Linear functions are the building blocks of algebra and are used to describe a wide range of real-world phenomena. A linear function is a mathematical expression that creates a straight line when graphed on a coordinate plane. It's represented by the general formula:
\[f(x) = mx + b\]
where:

• \(m\) is the slope of the function, indicating its steepness and direction. A positive slope means the line rises, a negative slope means it falls.
• \(b\) is the y-intercept, the point where the line crosses the y-axis.
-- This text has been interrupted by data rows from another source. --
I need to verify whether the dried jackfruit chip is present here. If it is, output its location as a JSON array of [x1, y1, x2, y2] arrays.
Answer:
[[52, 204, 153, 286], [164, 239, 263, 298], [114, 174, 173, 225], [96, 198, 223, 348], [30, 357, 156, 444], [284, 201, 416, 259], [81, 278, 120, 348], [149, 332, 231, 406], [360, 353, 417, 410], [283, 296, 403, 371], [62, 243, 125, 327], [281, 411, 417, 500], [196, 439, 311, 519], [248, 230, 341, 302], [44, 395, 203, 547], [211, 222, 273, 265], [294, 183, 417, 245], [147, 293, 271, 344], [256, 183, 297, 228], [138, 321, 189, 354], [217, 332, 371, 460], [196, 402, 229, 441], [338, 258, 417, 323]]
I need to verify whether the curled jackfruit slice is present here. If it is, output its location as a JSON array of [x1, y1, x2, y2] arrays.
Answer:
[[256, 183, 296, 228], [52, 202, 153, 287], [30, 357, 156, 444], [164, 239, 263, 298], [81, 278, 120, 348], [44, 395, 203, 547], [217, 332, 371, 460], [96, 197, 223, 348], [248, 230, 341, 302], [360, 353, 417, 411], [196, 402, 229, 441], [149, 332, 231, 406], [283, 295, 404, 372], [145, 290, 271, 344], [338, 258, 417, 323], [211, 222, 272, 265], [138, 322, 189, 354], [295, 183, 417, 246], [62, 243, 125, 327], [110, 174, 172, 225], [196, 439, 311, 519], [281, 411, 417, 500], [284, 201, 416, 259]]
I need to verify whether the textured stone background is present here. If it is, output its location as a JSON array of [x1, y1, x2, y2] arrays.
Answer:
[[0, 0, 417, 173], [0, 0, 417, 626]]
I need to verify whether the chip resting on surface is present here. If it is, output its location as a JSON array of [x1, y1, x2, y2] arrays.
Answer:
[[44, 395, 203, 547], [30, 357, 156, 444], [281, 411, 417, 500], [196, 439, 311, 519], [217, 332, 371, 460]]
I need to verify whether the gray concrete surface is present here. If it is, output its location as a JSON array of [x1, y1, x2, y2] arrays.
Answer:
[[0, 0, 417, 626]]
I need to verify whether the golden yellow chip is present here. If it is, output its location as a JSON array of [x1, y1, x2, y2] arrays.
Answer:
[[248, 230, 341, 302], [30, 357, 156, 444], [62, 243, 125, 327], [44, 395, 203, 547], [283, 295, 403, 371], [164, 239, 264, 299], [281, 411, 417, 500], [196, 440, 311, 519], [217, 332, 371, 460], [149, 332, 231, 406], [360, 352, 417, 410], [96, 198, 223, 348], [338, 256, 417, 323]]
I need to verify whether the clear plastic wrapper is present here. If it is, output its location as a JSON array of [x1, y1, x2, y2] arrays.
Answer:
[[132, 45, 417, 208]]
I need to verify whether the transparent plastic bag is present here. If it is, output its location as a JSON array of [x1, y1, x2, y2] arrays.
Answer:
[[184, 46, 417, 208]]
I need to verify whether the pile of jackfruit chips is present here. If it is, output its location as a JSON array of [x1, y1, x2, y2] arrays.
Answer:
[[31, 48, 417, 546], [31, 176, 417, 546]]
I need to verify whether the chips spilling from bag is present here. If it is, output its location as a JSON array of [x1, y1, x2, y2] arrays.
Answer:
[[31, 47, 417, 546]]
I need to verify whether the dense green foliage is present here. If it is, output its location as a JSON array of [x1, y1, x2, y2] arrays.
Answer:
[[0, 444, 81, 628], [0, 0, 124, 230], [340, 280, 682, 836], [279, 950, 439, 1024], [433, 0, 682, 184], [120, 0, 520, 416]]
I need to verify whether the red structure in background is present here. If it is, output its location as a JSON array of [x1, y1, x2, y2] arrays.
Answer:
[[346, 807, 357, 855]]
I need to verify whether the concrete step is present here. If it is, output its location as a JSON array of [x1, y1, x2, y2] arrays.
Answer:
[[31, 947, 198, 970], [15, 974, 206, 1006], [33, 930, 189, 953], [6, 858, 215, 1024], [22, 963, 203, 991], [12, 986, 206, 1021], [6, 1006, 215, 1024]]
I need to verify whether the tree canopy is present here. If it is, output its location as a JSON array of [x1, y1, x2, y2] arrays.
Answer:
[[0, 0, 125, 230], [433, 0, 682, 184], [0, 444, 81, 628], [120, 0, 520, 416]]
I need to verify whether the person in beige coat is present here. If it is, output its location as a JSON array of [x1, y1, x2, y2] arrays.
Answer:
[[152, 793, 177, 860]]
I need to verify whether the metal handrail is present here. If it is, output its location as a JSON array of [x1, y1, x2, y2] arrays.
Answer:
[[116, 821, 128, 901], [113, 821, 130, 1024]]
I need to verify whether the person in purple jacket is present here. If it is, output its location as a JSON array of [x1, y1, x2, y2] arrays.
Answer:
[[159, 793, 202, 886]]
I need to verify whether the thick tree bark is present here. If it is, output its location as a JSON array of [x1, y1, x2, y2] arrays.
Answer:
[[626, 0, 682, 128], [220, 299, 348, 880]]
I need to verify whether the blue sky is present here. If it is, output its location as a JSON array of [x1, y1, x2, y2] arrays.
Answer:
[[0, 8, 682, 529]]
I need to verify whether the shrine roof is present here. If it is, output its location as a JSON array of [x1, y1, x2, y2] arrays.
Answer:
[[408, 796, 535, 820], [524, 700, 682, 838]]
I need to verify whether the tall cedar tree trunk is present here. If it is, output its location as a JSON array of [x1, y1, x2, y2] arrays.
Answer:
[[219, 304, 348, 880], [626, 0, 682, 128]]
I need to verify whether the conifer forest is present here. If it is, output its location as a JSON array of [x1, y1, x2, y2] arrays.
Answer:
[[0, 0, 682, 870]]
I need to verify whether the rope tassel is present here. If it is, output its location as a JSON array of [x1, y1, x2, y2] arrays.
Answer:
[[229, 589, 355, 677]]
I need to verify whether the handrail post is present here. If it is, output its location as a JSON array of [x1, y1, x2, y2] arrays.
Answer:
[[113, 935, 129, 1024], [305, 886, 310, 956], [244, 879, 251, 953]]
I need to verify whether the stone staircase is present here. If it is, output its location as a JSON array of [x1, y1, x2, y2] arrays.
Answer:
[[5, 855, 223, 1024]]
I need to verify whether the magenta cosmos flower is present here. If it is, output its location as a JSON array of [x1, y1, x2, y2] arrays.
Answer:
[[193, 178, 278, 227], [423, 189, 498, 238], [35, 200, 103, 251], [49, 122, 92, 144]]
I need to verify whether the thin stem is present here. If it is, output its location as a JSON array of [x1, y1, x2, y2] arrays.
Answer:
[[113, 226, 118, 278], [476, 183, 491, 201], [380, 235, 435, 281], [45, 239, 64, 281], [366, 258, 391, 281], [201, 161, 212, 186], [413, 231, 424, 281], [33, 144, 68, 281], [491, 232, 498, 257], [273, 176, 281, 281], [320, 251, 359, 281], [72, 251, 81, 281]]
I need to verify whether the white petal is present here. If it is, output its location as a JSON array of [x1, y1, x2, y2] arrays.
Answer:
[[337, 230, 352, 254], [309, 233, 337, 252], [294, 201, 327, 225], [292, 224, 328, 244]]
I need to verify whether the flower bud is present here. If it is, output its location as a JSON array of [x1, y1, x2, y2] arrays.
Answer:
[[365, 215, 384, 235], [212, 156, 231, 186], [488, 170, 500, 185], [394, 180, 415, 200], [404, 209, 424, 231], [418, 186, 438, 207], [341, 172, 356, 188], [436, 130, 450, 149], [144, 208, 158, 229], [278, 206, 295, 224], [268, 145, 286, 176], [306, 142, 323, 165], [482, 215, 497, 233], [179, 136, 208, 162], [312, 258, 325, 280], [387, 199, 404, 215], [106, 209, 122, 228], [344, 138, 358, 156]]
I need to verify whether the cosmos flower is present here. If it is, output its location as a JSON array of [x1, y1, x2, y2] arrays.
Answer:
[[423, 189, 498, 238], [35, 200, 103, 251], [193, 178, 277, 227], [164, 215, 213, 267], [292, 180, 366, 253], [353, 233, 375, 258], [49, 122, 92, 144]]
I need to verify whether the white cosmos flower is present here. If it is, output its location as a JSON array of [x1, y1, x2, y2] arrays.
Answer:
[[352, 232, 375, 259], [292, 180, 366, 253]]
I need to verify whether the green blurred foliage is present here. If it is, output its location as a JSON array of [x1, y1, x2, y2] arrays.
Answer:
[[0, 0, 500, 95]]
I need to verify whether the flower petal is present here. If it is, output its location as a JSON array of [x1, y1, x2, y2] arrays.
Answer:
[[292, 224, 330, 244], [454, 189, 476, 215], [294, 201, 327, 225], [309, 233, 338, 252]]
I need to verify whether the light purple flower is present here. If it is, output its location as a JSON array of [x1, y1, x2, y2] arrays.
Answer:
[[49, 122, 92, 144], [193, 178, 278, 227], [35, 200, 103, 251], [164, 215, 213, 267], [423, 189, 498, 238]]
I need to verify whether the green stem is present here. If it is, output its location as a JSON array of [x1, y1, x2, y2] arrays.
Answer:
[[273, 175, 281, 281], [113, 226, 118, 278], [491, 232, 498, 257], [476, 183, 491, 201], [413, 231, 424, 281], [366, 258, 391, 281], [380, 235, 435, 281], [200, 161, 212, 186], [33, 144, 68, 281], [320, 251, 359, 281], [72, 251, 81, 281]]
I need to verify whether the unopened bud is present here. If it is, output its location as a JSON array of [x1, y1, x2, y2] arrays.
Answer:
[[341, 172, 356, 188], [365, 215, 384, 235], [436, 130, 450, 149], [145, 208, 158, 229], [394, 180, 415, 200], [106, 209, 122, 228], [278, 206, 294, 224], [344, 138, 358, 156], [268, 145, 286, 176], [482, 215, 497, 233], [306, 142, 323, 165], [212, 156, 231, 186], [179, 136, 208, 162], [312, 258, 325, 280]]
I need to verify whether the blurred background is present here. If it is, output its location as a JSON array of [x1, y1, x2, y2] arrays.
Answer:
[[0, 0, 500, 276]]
It indicates the value of the function when \(x = 0\).

For example, in the function \(f(x) = -0.1x + 200\), the slope (\(-0.1\)) shows that the line decreases slightly as \(x\) increases. The y-intercept (200) means the line crosses the y-axis at 200, showing the starting value of the function when \(x\) equals zero. Similarly, for \(g(x) = 20x + 0.1\), a slope of 20 indicates a much steeper incline as \(x\) increases, starting near zero with the y-intercept at 0.1. These characteristics are crucial for understanding and comparing linear functions.
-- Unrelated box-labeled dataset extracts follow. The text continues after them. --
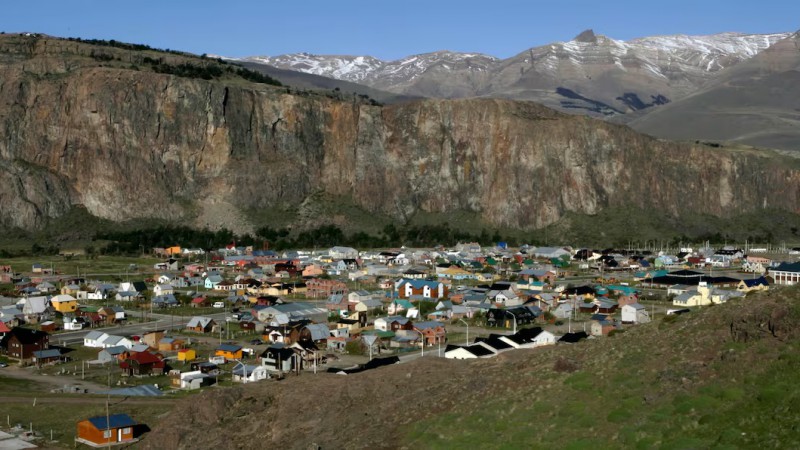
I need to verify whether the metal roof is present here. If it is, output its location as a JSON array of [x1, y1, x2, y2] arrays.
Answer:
[[89, 414, 136, 431]]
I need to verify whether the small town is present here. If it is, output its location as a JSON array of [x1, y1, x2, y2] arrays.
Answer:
[[0, 242, 800, 448]]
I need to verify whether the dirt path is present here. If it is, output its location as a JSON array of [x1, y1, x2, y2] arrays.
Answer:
[[0, 366, 108, 392], [0, 394, 178, 406]]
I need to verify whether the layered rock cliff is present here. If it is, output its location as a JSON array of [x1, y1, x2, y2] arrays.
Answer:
[[0, 36, 800, 229]]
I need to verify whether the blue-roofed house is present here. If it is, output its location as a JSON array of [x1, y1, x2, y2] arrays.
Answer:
[[769, 262, 800, 286], [736, 276, 769, 292], [395, 278, 448, 298]]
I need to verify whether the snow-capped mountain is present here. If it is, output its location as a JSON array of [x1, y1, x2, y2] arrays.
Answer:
[[243, 30, 791, 115]]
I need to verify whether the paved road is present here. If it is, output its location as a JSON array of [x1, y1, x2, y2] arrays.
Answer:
[[51, 312, 231, 345]]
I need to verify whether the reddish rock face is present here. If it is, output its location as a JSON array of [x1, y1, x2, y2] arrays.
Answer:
[[0, 36, 800, 231]]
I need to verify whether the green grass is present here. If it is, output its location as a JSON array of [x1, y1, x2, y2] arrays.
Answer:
[[0, 256, 161, 280], [405, 292, 800, 449]]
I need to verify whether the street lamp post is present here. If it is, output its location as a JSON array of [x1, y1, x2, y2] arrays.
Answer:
[[458, 319, 469, 345], [505, 310, 517, 334]]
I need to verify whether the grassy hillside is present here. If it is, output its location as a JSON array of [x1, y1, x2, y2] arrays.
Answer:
[[145, 289, 800, 449]]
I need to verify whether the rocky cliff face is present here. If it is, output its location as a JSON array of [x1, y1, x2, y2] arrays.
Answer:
[[0, 36, 800, 229]]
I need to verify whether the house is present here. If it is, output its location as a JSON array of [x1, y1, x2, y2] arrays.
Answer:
[[139, 330, 166, 350], [97, 345, 129, 364], [262, 321, 308, 345], [354, 298, 383, 313], [158, 336, 186, 352], [528, 247, 571, 259], [475, 334, 514, 353], [591, 318, 620, 336], [33, 348, 62, 367], [153, 284, 175, 297], [328, 247, 358, 259], [736, 276, 769, 292], [0, 327, 50, 361], [171, 370, 217, 391], [151, 294, 180, 309], [75, 414, 139, 447], [486, 307, 536, 328], [444, 344, 495, 359], [413, 321, 447, 345], [306, 278, 348, 298], [297, 323, 331, 342], [233, 363, 269, 383], [558, 331, 589, 344], [672, 281, 744, 308], [622, 303, 650, 324], [325, 294, 349, 311], [395, 279, 449, 299], [83, 331, 108, 348], [119, 352, 166, 376], [386, 299, 414, 315], [204, 275, 223, 289], [35, 281, 56, 294], [178, 348, 197, 363], [375, 316, 412, 331], [499, 327, 556, 348], [260, 344, 302, 372], [214, 344, 242, 361], [22, 296, 51, 323], [289, 342, 330, 367], [186, 316, 217, 333], [257, 302, 328, 325]]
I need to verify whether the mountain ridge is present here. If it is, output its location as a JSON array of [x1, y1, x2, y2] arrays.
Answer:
[[239, 30, 791, 117], [0, 36, 800, 237]]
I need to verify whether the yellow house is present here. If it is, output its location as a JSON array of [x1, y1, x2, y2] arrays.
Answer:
[[178, 348, 197, 362], [50, 294, 78, 314], [214, 344, 242, 360], [165, 245, 181, 255]]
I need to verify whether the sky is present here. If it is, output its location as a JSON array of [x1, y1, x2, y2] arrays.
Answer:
[[0, 0, 800, 60]]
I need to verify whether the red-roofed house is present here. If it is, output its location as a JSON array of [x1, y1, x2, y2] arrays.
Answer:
[[119, 352, 166, 375]]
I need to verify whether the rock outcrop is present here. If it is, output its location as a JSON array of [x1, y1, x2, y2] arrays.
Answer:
[[0, 36, 800, 229]]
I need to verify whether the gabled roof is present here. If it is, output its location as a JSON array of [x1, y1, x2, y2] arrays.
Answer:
[[186, 316, 214, 328], [33, 348, 61, 359], [475, 334, 514, 350], [2, 327, 49, 345], [217, 344, 242, 353], [558, 331, 589, 344], [306, 323, 331, 341], [771, 262, 800, 272], [89, 414, 136, 431]]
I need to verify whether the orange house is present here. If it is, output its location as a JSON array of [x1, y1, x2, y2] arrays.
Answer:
[[75, 414, 138, 447], [214, 344, 242, 360]]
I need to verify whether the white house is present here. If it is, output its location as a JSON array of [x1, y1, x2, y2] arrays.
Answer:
[[444, 344, 495, 359], [622, 303, 650, 323], [233, 364, 269, 383], [153, 284, 175, 297]]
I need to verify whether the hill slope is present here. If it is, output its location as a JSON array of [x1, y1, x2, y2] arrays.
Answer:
[[0, 35, 800, 237], [144, 289, 800, 448], [631, 34, 800, 150]]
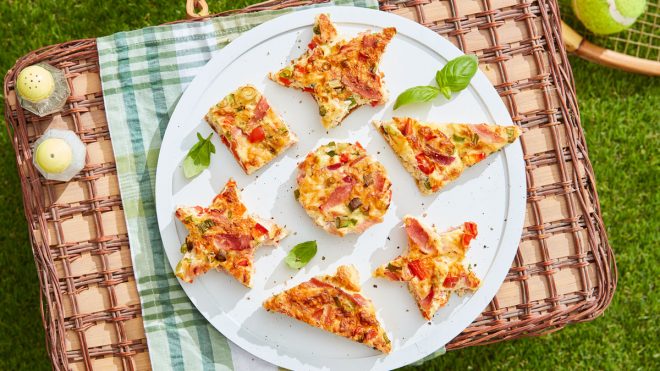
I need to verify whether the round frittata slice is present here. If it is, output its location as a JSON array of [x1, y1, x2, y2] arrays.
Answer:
[[295, 142, 392, 236]]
Solving inequalities is a key skill in algebra. It involves finding the values of \(x\) that make an inequality true. Inequalities are similar to equations but instead of an equal sign, they use symbols like \(>\), \(<\), \(\geq\), or \(\leq\).
To solve inequalities, you perform similar steps as solving equations:

• Isolate \(x\) to one side of the inequality.
• Perform arithmetic operations, remembering to flip the inequality sign if you multiply or divide by a negative number.
• Simplify the inequality to find the solution for \(x\).

From the original exercise, we had two inequalities derived from the functions:

• To find \(x\) where \(f(x) > g(x)\), solve \(-0.1x + 200 > 20x + 0.1\). By isolating \(x\), it results in \(x < 9.95\).
• To find \(x\) where \(g(x) > f(x)\), solve \(20x + 0.1 > -0.1x + 200\). This simplifies to \(x > 9.95\).

These solutions tell us the range of \(x\) values where one function is greater than the other.

Comparing two functions is essential to understand how they interact over different intervals. This involves analyzing where one function may be larger or smaller than another based on the values they produce for the same \(x\) inputs.
In the given exercise, we are tasked with comparing two linear functions, \(f(x)\) and \(g(x)\). The solutions highlight:

• Where \(f(x)\) is greater than \(g(x)\), which occurs when \(x < 9.95\). This indicates that function \(f\) outputs higher values than function \(g\) before reaching \(x = 9.95\).
• Where \(g(x)\) becomes greater than \(f(x)\), happening once \(x > 9.95\). Here, function \(g\) exceeds function \(f\) in terms of output values.
• At \(x = 9.95\), both functions produce the same output, meaning \(f(x) = g(x)\).

This comparison allows us to visualize and interpret the behavior of these functions over a range of \(x\), making it easier to apply in various contexts, such as predicting trends or making decisions based on function outputs.